Foto mit Erläuterung zur Bonität

Das Heranziehen der finanziellen Leistungsfähigkeit von Bietern als Eignungskriterium stellt ein vielfach unterschätztes Instrument dar, um sich vor dem Ausfall oder auch Leistungsstörungen zu schützen, die aus wirtschaftlichen Problemen des Vertragspartners resultieren. Gerade im Zuge der aktuellen Corona-Krise ist das Insolvenzrisiko vieler Betriebe gestiegen, so dass eine dahin gehende Überprüfung besonders sinnvoll ist, gleichwohl aber zu einem guten Teil auch auf langfristigen bzw. strategischen Kennzahlen und Kennzahlensystemen erfolgen sollte, um „Vorverurteilungen“ aufgrund aktuell (operativ) schlechter Kennzahlen auszuschließen. Nachdem wir im ersten Teil der Beitragsreihe einen Überblick über die begrifflichen Grundlagen gegeben haben, gehen wir in diesem Teil der Frage nach, wie mithilfe einer Betrachtung verschiedener Kennzahlen die wirtschaftliche Leistungsfähigkeit von Bietern transparent ermittelt werden kann.

I. Einleitung

Wie der erste Teil der Beitragsreihe gezeigt hat, geht die Überprüfung der finanziellen Leistungsfähigkeit eines Bieters über die bloße Betrachtung von Größen oder einzelnen Kennzahlen wie dem Jahresüberschuss oder dem im ersten Beitrag vorgestellten EBIT bzw. EBITDA hinaus. Auch der bereits erläuterte Cashflow ist als liquiditätsorientierte Größe nur bedingt dazu geeignet, zu prüfen, ob einem Unternehmen z. B. eine baldige Zahlungsunfähigkeit drohen könnte bzw. wie es langfristig um das Unternehmen bestellt ist. Hinzu kommt, dass bei kleinen und mittelständischen Unternehmen solche operativen Ergebnisgrößen nur eingeschränkt vorhanden sind bzw. nur selten transparent gemacht werden.
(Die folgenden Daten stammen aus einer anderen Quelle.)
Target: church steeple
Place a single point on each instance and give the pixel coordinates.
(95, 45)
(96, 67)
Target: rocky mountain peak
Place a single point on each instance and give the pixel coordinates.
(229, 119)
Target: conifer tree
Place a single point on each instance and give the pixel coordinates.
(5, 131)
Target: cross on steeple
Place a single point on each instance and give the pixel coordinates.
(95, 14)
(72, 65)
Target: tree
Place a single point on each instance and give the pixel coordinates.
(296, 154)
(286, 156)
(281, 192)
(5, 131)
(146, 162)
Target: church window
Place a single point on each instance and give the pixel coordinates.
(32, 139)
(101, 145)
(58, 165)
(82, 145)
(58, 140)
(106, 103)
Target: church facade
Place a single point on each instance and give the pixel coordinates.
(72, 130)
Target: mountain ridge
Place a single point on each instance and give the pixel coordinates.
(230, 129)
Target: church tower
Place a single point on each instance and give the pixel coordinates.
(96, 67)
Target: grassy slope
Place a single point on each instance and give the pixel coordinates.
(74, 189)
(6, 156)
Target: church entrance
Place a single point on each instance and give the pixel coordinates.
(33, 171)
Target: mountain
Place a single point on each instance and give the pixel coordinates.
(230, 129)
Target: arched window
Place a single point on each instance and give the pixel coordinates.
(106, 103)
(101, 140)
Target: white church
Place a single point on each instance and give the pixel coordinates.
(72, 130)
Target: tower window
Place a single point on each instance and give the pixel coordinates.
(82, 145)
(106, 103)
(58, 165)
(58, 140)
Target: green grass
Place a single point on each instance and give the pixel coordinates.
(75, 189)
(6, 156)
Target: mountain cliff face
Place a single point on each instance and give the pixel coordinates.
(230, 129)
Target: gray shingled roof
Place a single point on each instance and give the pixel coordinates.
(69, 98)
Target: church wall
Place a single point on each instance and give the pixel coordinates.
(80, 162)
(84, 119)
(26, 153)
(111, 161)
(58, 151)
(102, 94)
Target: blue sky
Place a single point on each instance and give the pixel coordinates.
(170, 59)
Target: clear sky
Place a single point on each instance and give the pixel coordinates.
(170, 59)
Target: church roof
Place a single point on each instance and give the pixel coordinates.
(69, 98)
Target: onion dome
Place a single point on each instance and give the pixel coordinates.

45 VgV sieht vor, dass öffentliche Auftraggeber zum Zwecke der Überprüfung der wirtschaftlichen und finanziellen Leistungsfähigkeit insbesondere Folgendes verlangen dürfen:

  1. Einen bestimmten Mindestjahresumsatz, einschließlich eines bestimmten Mindestjahresumsatzes in dem Tätigkeitsbereich des Auftrags,
  2. Informationen über die Bilanzen der Bewerber oder Bieter; dabei kann das in den Bilanzen angegebene Verhältnis zwischen Vermögen und Verbindlichkeiten dann berücksichtigt werden, wenn der öffentliche Auftraggeber transparente, objektive und nichtdiskriminierende Methoden und Kriterien für die Berücksichtigung anwendet und die Methoden und Kriterien in den Vergabeunterlagen angibt, oder
  3. eine Berufs- oder Betriebshaftpflichtversicherung in bestimmter geeigneter Höhe.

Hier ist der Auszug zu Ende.